Alessandro e Ilda

di Francesca Radaelli

Alessandro Colombo ha 68 anni e abita con la moglie a Monza in quella che oggi è via Prina. Nato a Pitigliano in provincia di Grosseto, nel corso della sua vita è stato funzionario di ragioneria presso le Regie Prefetture di Chiari, Sanremo e Milano, quindi insegnante, per poi ricoprire la carica di ragioniere unico presso la Congregazione di carità di Monza che amministrava l’ospedale cittadino. Ora però il ragionier Colombo è in pensione. E, soprattutto, è diventato nonno.

Siamo nel settembre del 1943 e l’anziano ragioniere è di famiglia ebraica. Cinque anni prima ha dovuto  presentare al Municipio di Monza, insieme alla moglie Ilda Zamorani, la denuncia di appartenenza alla razza ebraica, in aderenza alle leggi per la difesa della razza emanate dal governo fascista.

Arriva l’8 settembre, Badoglio firma l’armistizio, il re d’Italia scappa da Roma, il Paese precipita nel caos. Il ragionier Colombo decide di andar via: a Monza lui e Ilda si sentono in pericolo, meglio trasferirsi in una grande città, a Milano, dove essere riconosciuti è più difficile.

Ma a Monza, nella loro vecchia casa, sono rimaste le fotografie dei loro nipoti. Il ragionier Colombo, che ormai ragioniere non è più, decide di tornare indietro per recuperarle. È un suo vicino di casa a vederlo: lo denuncia come ebreo e lui viene arrestato. È rinchiuso nel carcere di Monza, poi trasferito a San Vittore.

Ilda, sua moglie, per ora è salva a Milano, nessuno l’ha scoperta. Ma non sopporta l’idea di lasciare solo suo marito. Si fa arrestare anche lei.

I due anziani coniugi, dopo una vita passata insieme, insieme affrontano anche la fine. Uno a fianco all’altro, forse mano nella mano, Alessandro e Ilda vengono caricati sul convoglio per Auschwitz il 6 dicembre 1943. Arrivati l’11 dicembre nel lager nazista, sono portati direttamente nelle camere a gas.
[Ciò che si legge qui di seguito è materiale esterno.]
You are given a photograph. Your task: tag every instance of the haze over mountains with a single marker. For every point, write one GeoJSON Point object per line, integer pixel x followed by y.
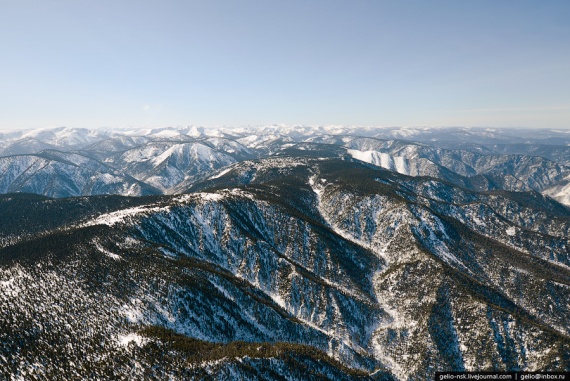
{"type": "Point", "coordinates": [63, 162]}
{"type": "Point", "coordinates": [283, 252]}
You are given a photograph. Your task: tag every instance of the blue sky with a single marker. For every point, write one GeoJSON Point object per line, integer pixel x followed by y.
{"type": "Point", "coordinates": [84, 63]}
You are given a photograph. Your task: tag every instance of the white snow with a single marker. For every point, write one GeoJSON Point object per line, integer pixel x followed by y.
{"type": "Point", "coordinates": [125, 340]}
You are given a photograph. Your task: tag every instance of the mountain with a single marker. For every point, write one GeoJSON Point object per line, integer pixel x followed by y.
{"type": "Point", "coordinates": [293, 254]}
{"type": "Point", "coordinates": [63, 174]}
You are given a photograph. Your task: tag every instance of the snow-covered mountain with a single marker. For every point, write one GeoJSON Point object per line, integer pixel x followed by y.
{"type": "Point", "coordinates": [289, 253]}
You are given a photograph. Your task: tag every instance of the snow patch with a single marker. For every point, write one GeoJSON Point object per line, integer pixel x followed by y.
{"type": "Point", "coordinates": [125, 340]}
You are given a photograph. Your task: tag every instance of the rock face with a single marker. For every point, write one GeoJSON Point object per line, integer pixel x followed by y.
{"type": "Point", "coordinates": [309, 262]}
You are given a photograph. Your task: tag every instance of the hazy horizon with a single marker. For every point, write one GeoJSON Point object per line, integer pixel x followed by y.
{"type": "Point", "coordinates": [151, 64]}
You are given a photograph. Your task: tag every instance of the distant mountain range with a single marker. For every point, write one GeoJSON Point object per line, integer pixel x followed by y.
{"type": "Point", "coordinates": [297, 253]}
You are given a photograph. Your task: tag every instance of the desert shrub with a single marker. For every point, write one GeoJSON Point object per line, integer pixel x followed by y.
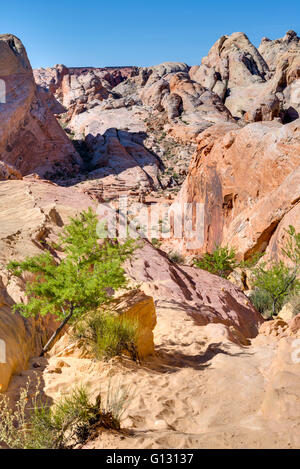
{"type": "Point", "coordinates": [69, 422]}
{"type": "Point", "coordinates": [262, 301]}
{"type": "Point", "coordinates": [108, 335]}
{"type": "Point", "coordinates": [279, 281]}
{"type": "Point", "coordinates": [79, 282]}
{"type": "Point", "coordinates": [221, 262]}
{"type": "Point", "coordinates": [176, 257]}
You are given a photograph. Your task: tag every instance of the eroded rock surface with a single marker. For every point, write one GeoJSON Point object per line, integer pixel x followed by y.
{"type": "Point", "coordinates": [248, 181]}
{"type": "Point", "coordinates": [31, 140]}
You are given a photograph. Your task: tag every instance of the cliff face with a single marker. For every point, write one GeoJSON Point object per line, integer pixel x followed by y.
{"type": "Point", "coordinates": [31, 140]}
{"type": "Point", "coordinates": [249, 181]}
{"type": "Point", "coordinates": [31, 213]}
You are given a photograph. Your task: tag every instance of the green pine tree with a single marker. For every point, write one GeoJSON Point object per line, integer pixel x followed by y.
{"type": "Point", "coordinates": [81, 281]}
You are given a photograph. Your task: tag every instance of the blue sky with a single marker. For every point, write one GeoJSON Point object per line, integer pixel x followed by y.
{"type": "Point", "coordinates": [131, 32]}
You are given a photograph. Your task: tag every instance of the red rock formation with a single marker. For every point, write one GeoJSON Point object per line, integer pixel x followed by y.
{"type": "Point", "coordinates": [205, 297]}
{"type": "Point", "coordinates": [31, 140]}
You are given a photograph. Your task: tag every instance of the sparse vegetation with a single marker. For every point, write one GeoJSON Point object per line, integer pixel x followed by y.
{"type": "Point", "coordinates": [262, 301]}
{"type": "Point", "coordinates": [81, 280]}
{"type": "Point", "coordinates": [221, 262]}
{"type": "Point", "coordinates": [276, 282]}
{"type": "Point", "coordinates": [69, 422]}
{"type": "Point", "coordinates": [108, 335]}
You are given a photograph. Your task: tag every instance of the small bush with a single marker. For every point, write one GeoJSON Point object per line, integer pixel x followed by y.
{"type": "Point", "coordinates": [262, 301]}
{"type": "Point", "coordinates": [294, 301]}
{"type": "Point", "coordinates": [108, 335]}
{"type": "Point", "coordinates": [276, 282]}
{"type": "Point", "coordinates": [69, 422]}
{"type": "Point", "coordinates": [221, 262]}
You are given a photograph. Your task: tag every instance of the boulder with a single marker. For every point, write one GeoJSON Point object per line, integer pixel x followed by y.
{"type": "Point", "coordinates": [203, 296]}
{"type": "Point", "coordinates": [248, 181]}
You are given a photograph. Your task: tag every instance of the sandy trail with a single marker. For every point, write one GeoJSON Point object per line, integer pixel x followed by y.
{"type": "Point", "coordinates": [195, 393]}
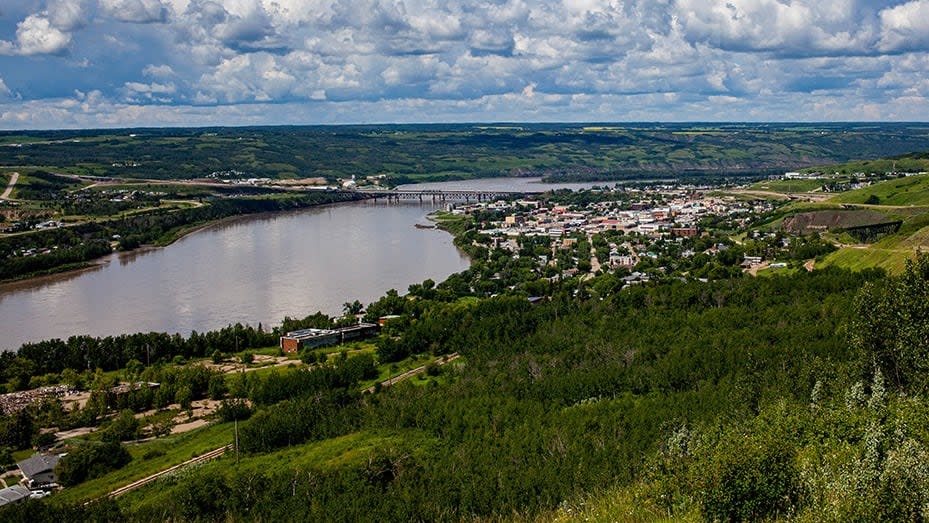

Lo scorso giovedì 16 gennaio, in vista della Giornata della Memoria del 27 gennaio, due cubetti di porfido, ricoperti in ottone, con incisi i nomi e le date di nascita e morte dei coniugi Colombo, sono stati posati davanti alla loro casa, nella attuale via Prina in corrispondenza del civico 19. Per Monza si tratta delle due prime pietre di inciampo poste in città. In tutta Europa sono state posate ad oggi più di 75.000 pietre.

Le pietre d’inciampo posate davanti alla loro casa in via Prina 19

Tutto è nato grazie a un artista tedesco, Gunter Demnig, che da alcuni anni gira per il Vecchio Continente e incastona pietre nel selciato stradale davanti alle abitazioni, o a luoghi significativi della vita, di coloro che sono stati deportati nei lager nazisti. Su ciascuna pietra viene riportato il nome, la data di nascita e di morte nel lager. Lo stesso nome che qualcuno aveva voluto cancellare.

A gennaio 2019 anche in Brianza è iniziata la posa delle prime pietre. E il progetto prosegue, grazie al Comitato per le Pietre d’Inciampo di Monza e Brianza, con l’obiettivo di coinvolgere tutti i Comuni, le scuole, le associazioni. E soprattutto i cittadini. Noi.

Perché, come le altre 75.000 sparse per l’Europa, quella di Alessandro e Ilda è una storia che fa la Storia. L’ha fatta e continua a farla. Soprattutto, è una storia in cui vale la pena ‘inciampare’. Anche noi, anche oggi, anche qui.